Point de vue de la CODE sur la détention des familles en situation irrégulière

Novembre 2011

Jusqu’il y a peu en Belgique, aucune législation n’évoquait spécifiquement la détention d’enfants en centre fermé pour étrangers. La loi du 15 décembre 1980 sur l’accès au territoire, le séjour, l’établissement et l’éloignement des étrangers restait le cadre légal de référence qui permettait la détention des étrangers, en ce compris les enfants, mais ne faisait aucune mention spécifique les concernant.

La demande d’une interdiction légale était également soutenue par la Plate-forme Mineurs en exil, qui regroupe plusieurs institutions indépendantes et associations de défense des droits des enfants et des réfugiés, dont divers membres de la Coordination des ONG pour les droits de l’enfant (CODE). En particulier, la Plate-forme plaidait pour un « ancrage légal de l’interdiction de l’enfermement des enfants » notamment en raison du fait que « les avancées sur le terrain [à savoir la mise en place de dispositifs alternatifs pour les familles en séjour irrégulier] restent fragiles ».
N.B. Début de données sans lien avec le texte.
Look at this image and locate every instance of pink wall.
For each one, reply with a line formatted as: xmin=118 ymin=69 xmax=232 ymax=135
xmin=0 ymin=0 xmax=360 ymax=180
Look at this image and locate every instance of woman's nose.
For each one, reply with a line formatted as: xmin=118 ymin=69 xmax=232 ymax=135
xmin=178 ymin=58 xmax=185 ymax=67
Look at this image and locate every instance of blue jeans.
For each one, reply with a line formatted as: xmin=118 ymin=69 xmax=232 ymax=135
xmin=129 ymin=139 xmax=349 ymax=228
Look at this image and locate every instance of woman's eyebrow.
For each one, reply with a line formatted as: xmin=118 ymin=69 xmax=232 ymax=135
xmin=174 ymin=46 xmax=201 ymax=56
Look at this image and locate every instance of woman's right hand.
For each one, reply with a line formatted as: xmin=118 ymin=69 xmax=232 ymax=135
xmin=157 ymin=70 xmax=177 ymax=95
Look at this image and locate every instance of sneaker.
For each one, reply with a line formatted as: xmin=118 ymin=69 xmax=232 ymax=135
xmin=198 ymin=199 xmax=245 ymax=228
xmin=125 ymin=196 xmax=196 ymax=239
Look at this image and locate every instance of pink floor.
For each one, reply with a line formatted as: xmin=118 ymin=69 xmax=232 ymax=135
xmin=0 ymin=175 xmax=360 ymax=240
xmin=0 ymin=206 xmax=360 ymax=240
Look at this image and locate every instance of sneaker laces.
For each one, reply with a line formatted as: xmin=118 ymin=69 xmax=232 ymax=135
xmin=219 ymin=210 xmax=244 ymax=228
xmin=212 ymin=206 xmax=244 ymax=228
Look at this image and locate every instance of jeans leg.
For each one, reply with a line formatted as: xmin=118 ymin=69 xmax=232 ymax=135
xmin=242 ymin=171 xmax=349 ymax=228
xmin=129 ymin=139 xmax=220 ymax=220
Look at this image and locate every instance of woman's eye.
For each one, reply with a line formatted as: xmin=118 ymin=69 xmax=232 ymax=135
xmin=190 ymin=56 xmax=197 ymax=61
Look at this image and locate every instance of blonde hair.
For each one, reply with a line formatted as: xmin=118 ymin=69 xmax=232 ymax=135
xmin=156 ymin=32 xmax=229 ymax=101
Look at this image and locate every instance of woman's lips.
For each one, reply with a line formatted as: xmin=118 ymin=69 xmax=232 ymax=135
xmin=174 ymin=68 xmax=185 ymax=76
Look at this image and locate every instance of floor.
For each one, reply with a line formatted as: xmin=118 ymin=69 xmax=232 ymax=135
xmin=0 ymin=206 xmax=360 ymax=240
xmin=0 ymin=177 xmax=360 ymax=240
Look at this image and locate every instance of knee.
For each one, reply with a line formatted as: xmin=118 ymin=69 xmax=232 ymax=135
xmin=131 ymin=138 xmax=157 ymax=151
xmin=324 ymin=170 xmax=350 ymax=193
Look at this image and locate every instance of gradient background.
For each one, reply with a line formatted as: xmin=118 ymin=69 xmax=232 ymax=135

Suite à ces requêtes, on aurait alors pu se réjouir de l’adoption d’une proposition de loi relative à l’interdiction de la détention d’enfants en centre fermé pour étrangers cet été 2011. Toutefois, à la lecture du texte, nous avons constaté que celle-ci n’exclut pas le risque d’un retour des familles en centre fermé. L’adoption de cette nouvelle mesure a dès lors poussé la CODE à réaliser une contribution sur le sujet.